There is a second plaque at the entrance to Macho Picchu.
“Considered a masterpiece of location, urban planning, design and construction of footpaths, buildings, sidewalks, canals with many fountains, the infrastructure of Machu Picchu illustrates the advances in civil, hydraulic and geo-technical engineering of an Incan town. Their drinking fountains, solid stone walls, surface and subterranean drains and the tapping of springs are all excellent examples of Incan civil engineering.” (my translation from the Spanish)
The plaque is heavy on engineering and light on location. Not surprising I suppose since the American Society of Engineers put it up by way of recognizing Inca engineering genius. But the fact is that were it not for the mountains, Machu Picchu would be one more tourist attraction in South America instead of the number one tourist attraction of the continent and a worldwide tourist target. Location is all.

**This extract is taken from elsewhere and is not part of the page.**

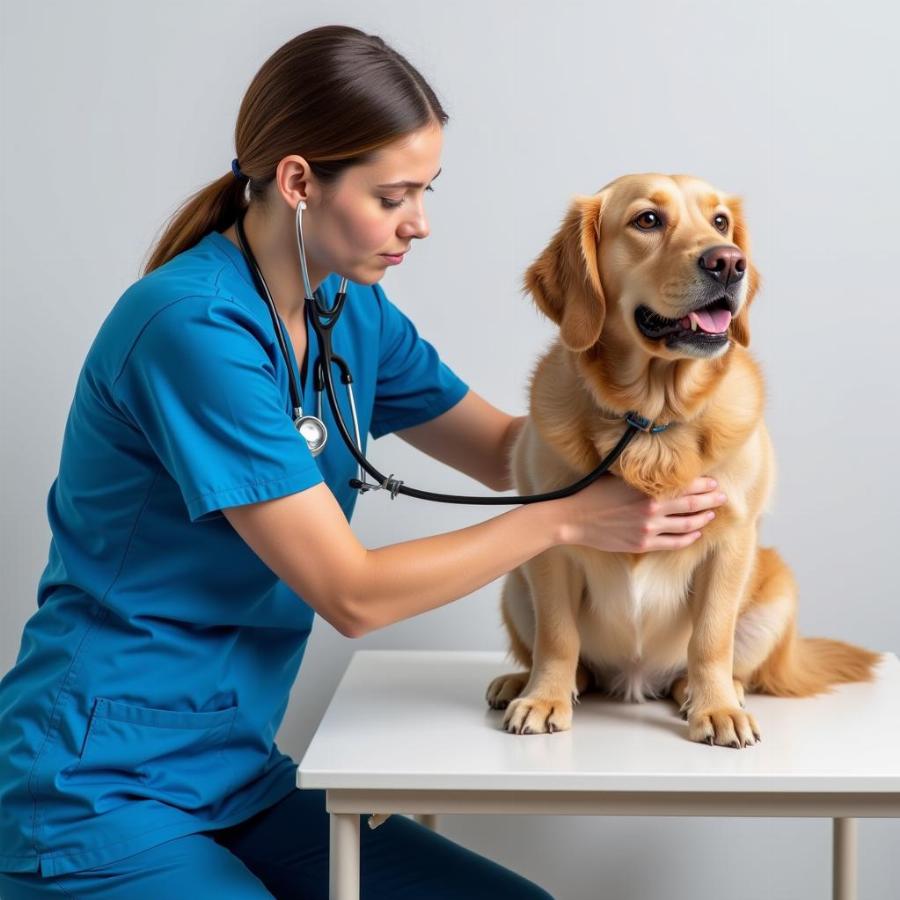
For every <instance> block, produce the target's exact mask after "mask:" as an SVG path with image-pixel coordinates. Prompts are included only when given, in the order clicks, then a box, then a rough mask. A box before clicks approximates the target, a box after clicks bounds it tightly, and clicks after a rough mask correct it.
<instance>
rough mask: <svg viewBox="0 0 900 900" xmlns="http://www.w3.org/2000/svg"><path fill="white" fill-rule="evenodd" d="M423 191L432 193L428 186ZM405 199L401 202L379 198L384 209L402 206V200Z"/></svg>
mask: <svg viewBox="0 0 900 900" xmlns="http://www.w3.org/2000/svg"><path fill="white" fill-rule="evenodd" d="M425 190H426V191H433V190H434V188H433V187H432V186H431V185H430V184H429V185H428V187H426V188H425ZM405 199H406V198H405V197H404V198H403V199H402V200H391V199H389V198H388V197H382V198H381V205H382V206H383V207H384V208H385V209H396V208H397V207H398V206H403V200H405Z"/></svg>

The guidebooks describe Machu Picchu almost universally as a magical place that engenders a feeling of calm, a sense of soothing serenity. It is as if they were describing Machu Picchu after taking a Valium. I think the guidebooks are right. And I also think I know why. Machu Picchu illustrates the taming of the wild. Here the Andes are threatening. The shaman propitiates them. Machu Picchu tames them. It says we can, after all, live in the midst of danger.
There is controversy over why Machu Picchu was built. Was it a royal residence? Was it a summer resort for the Inca? Was it a religious site? Was it all of the above? I don’t think any of that matters. What matters is the aftereffect of the city. Once it was built it made a violent and vicious world seem safer. And indeed the builders were right. The Spanish never sacked Machu Picchu. They never found it.

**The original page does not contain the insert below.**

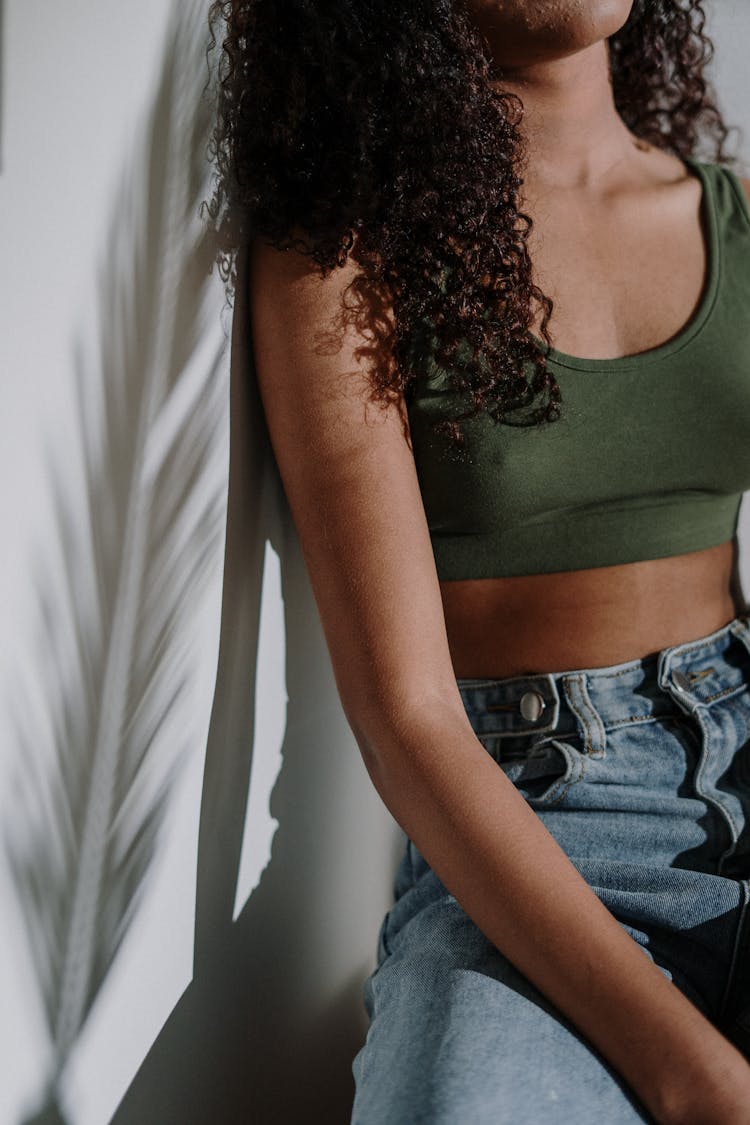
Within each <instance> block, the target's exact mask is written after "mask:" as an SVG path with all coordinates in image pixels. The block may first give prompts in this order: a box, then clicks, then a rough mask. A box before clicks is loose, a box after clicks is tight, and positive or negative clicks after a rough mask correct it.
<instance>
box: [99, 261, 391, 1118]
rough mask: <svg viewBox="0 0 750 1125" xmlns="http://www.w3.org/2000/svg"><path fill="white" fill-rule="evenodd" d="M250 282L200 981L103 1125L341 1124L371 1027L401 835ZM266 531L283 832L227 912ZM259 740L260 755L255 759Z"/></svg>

One of the biggest mysteries of all is that, aside from a tiny cemetery near the Inca trail, there are no remains at Machu Picchu; certainly nothing to match the 1,000 people who inhabited the town in the clouds. It is as if at one point everybody simply picked up and abandoned their talisman against the wilderness. Perhaps it was because some calamity taught them that Machu Picchu was an illusion after all.
Wallace Steven’s wrote a poem called Anecdote of the Jar:
I placed a jar in Tennessee,
And round it was, upon a hill.
It made the slovenly wilderness
Surround that hill.
The wilderness rose up to it,
And sprawled around, no longer wild.
The jar was round upon the ground
And tall and of a port in air.
It took dominion every where.
The jar was gray and bare.
It did not give of bird or bush,
Like nothing else in Tennessee.
He could easily have been thinking of Machu Picchu when he wrote it.